Belying its rugged winter image, the ramen of the Tohoku region is surprisingly on the lighter side of texture and taste. The noodles in the prefecture, with some exceptions, tend to be curly and thin. A lot of the ramen in the region centres around Yamagata prefecture but the ramen of the other prefectures include some proper standout representatives. Here is a simple introduction to some of the ramen in Tohoku.
Yonezawa ramen, Yamagata
A light broth made from chicken stock, dried sardines and vegetables, Yonezawa ramen in Yamagata prefecture is characterised by its uniquely thin noodles. Courtesy of a three-day kneading period, these noodles are curlier than usual, giving Yonezawa ramen a texture that is decidedly energetic.
Kitakata ramen, Fukushima
One of Japan's most popular styles of ramen, Kitakata ramen hails from Fukushima prefecture. It features a light, soy sauce-based broth that is deepened with either pork, chicken or fish stock. The curly noodles used tend to be flatter and a lot thicker than usual, giving Kitakata ramen a great slurp when eating them.
Iso ramen, Iwate
A departure from ramen's usual land flavours, iso ramen from Iwate prefecture is an ocean bounty. Topped with fresh seafood, the salt-based broth is made from a stock of kombu seaweed and dried bonito flakes, giving it not only a much clearer appearance but also a lighter taste too. The noodles of iso ramen noodles tend to be a lot thinner as well.

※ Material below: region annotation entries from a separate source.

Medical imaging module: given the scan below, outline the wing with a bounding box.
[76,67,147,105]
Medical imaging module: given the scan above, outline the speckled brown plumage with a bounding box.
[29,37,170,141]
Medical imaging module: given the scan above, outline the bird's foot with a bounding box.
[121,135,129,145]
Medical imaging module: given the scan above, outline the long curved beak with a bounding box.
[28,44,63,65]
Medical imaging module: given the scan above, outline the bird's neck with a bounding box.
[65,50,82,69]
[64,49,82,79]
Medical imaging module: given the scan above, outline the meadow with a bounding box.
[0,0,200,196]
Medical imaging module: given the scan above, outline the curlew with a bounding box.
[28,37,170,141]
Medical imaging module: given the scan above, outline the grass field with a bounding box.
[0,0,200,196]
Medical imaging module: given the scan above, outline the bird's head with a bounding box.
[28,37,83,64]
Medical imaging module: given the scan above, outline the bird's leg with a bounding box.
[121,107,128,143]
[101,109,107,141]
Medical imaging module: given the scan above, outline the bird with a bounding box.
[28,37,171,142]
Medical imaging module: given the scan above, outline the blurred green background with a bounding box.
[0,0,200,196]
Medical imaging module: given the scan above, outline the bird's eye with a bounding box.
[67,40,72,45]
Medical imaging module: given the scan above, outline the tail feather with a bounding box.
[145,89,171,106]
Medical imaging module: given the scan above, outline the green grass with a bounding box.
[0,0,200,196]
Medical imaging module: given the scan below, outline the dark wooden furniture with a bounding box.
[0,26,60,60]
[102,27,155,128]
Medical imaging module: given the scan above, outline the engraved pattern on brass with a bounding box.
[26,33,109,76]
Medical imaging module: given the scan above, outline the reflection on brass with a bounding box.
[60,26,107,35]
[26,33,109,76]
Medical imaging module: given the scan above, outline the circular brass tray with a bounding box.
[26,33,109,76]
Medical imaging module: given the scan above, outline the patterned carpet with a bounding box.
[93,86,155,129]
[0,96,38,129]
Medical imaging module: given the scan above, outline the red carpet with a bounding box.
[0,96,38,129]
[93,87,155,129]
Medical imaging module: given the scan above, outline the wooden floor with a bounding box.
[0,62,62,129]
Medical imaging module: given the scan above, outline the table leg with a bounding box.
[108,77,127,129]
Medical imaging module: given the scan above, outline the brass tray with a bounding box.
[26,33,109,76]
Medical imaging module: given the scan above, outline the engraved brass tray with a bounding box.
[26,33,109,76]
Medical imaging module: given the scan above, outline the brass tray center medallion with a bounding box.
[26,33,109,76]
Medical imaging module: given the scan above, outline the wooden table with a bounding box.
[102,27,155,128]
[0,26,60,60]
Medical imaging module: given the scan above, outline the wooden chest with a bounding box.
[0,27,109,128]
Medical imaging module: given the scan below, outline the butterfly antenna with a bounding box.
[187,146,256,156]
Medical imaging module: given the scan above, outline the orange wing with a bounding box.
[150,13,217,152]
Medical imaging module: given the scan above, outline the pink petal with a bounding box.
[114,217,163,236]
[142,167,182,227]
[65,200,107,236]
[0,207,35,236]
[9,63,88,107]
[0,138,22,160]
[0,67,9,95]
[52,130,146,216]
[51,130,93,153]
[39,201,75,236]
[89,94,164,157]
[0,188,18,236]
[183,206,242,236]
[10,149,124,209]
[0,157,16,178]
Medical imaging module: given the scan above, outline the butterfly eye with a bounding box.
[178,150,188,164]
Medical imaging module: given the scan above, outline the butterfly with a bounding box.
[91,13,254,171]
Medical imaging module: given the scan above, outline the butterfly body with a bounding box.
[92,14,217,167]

Miso curry milk ramen, Aomori
Perhaps Tohoku's most unique bowl of ramen, miso curry milk ramen from Aomori prefecture is extraordinarily rich and layered in its flavouring. The name pretty says it all with the addition of a dollop of butter a throwback to the orignator's Hokkaido roots. Wavy noodles of medium thickness give the dish just that right amount of complementary texture.